27651/05, §§ 17-21, 7 June 2011), which it finds to be fully applicable to the
present case. Using the same approach and making an assessment based on all the
materials at its disposal, the Court estimates the pecuniary damage suffered at
EUR 85,000 and decides to award this amount jointly to the applicants Sisak
Danielyan, Kima Danielyan, Andranik Danielyan, Naira Danielyan, Seda
Danielyan, Sona Danielyan and Meri Danielyan, while dismissing the remainder of
their claim. It further decides to award each of these applicants EUR 1,500 in
respect of non-pecuniary damage.
B. Costs and expenses
The applicants also claimed AMD 4,000 for the
costs and expenses incurred before the domestic courts, namely the court fee
they had been obliged to pay.
The Government did not comment on this claim.

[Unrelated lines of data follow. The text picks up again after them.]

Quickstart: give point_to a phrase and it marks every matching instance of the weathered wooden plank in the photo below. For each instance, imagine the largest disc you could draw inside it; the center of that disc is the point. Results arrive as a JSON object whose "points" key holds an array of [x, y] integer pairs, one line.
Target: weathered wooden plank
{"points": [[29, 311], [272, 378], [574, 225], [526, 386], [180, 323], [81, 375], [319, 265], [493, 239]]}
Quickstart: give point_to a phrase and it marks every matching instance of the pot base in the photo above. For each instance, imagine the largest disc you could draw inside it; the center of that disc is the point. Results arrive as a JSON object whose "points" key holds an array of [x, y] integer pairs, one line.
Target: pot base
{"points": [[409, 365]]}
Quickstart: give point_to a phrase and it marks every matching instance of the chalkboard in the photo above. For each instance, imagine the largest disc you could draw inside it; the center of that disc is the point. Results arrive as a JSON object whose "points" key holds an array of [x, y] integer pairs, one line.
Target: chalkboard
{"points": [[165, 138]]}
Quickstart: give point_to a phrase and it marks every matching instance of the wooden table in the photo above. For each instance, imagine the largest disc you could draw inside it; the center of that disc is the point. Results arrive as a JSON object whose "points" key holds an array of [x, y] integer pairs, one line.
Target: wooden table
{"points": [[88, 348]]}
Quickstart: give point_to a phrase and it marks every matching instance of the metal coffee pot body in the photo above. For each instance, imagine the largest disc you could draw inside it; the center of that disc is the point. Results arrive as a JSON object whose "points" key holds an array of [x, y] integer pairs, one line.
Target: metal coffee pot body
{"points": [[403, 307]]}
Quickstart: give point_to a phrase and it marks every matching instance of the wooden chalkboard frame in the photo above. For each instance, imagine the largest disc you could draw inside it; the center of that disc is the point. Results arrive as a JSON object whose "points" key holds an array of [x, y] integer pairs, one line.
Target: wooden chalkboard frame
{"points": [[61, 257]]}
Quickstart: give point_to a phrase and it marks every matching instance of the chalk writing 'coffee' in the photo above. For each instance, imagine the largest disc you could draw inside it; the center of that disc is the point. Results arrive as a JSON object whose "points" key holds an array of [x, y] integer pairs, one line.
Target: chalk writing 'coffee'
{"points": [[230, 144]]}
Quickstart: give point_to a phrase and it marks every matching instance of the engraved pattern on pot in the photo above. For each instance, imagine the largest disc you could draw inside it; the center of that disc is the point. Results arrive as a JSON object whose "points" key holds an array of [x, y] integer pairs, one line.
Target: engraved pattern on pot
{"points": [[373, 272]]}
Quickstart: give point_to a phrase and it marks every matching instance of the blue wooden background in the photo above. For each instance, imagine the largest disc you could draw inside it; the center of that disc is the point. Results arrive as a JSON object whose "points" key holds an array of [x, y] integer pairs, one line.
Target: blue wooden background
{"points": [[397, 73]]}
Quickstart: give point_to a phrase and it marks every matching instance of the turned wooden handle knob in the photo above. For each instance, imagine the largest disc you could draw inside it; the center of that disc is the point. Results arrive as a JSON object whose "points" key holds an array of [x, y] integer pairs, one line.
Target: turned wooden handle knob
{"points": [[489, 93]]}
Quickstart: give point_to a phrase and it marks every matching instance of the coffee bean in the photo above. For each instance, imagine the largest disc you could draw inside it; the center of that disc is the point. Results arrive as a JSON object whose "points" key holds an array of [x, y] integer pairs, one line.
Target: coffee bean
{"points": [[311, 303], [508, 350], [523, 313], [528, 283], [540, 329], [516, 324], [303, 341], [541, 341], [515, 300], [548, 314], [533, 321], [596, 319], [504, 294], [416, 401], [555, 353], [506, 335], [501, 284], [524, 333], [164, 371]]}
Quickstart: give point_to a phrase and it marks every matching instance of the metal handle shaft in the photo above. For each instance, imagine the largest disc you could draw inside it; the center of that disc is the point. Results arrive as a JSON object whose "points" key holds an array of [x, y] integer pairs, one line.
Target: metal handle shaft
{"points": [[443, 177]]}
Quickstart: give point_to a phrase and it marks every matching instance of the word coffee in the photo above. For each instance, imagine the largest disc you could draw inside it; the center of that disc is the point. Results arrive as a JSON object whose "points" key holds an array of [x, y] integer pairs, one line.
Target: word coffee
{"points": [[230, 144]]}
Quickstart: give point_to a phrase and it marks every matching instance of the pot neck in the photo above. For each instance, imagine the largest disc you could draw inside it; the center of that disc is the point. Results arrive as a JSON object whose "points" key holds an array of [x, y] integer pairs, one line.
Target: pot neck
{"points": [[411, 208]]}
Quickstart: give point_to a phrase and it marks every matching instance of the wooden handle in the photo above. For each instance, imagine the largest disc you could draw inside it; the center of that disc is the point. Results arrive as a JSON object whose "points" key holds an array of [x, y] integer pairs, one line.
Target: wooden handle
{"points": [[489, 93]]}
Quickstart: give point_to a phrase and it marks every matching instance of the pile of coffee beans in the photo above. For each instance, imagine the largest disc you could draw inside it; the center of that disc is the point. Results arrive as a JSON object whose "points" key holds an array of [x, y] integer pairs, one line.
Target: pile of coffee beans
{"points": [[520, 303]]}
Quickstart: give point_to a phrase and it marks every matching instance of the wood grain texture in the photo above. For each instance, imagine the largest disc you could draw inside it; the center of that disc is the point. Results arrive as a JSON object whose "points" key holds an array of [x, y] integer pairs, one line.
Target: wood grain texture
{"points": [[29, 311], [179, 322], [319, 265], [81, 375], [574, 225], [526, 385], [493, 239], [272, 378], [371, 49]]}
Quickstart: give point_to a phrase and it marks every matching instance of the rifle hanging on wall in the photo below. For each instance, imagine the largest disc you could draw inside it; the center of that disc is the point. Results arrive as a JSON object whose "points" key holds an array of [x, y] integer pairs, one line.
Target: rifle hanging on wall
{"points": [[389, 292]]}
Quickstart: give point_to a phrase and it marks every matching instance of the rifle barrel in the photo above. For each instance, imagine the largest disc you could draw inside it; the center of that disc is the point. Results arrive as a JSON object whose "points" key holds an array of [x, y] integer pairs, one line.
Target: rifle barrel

The Court decides to award the sum of EUR 6 for
costs and expenses in the domestic proceedings.
C. Default interest
The Court considers it appropriate that the
default interest rate should be based on the marginal lending rate of the
European Central Bank, to which should be added three percentage points.
FOR THESE REASONS, THE COURT UNANIMOUSLY
1. Declares the complaint concerning the
deprivation of property of all the applicants, except the applicant Kristine
Mnatsakanyan, admissible under Article 1 of Protocol No. 1 and the remainder of
the application inadmissible;
2. Holds that there has been a violation of
Article 1 of Protocol No. 1;
3. Holds
(a) that the respondent State is to pay, within
three months from the date on which the judgment becomes final in accordance
with Article 44 § 2 of the Convention, the following amounts, to
be converted into Armenian drams at the rate applicable at the date of
settlement:
(i) EUR 85,000 (eighty-five thousand euros) to the
applicants jointly, plus any tax that may be chargeable, in respect of
pecuniary damage;
(ii) EUR 1,500 (one thousand five hundred euros) to
each applicant, plus any tax that may be chargeable, in respect of
non-pecuniary damage;
(iii) EUR 6 (six euros) to the applicants jointly,
plus any tax that may be chargeable to them, in respect of costs and expenses;
(b) that from the expiry of the above-mentioned
three months until settlement simple interest shall be payable on the above
amounts at a rate equal to the marginal lending rate of the European Central
Bank during the default period plus three percentage points;
4. Dismisses the remainder of the applicants’
claim for just satisfaction.
Done in English, and notified in writing on 9 October 2012,
pursuant to Rule 77 §§ 2 and 3 of the Rules of Court.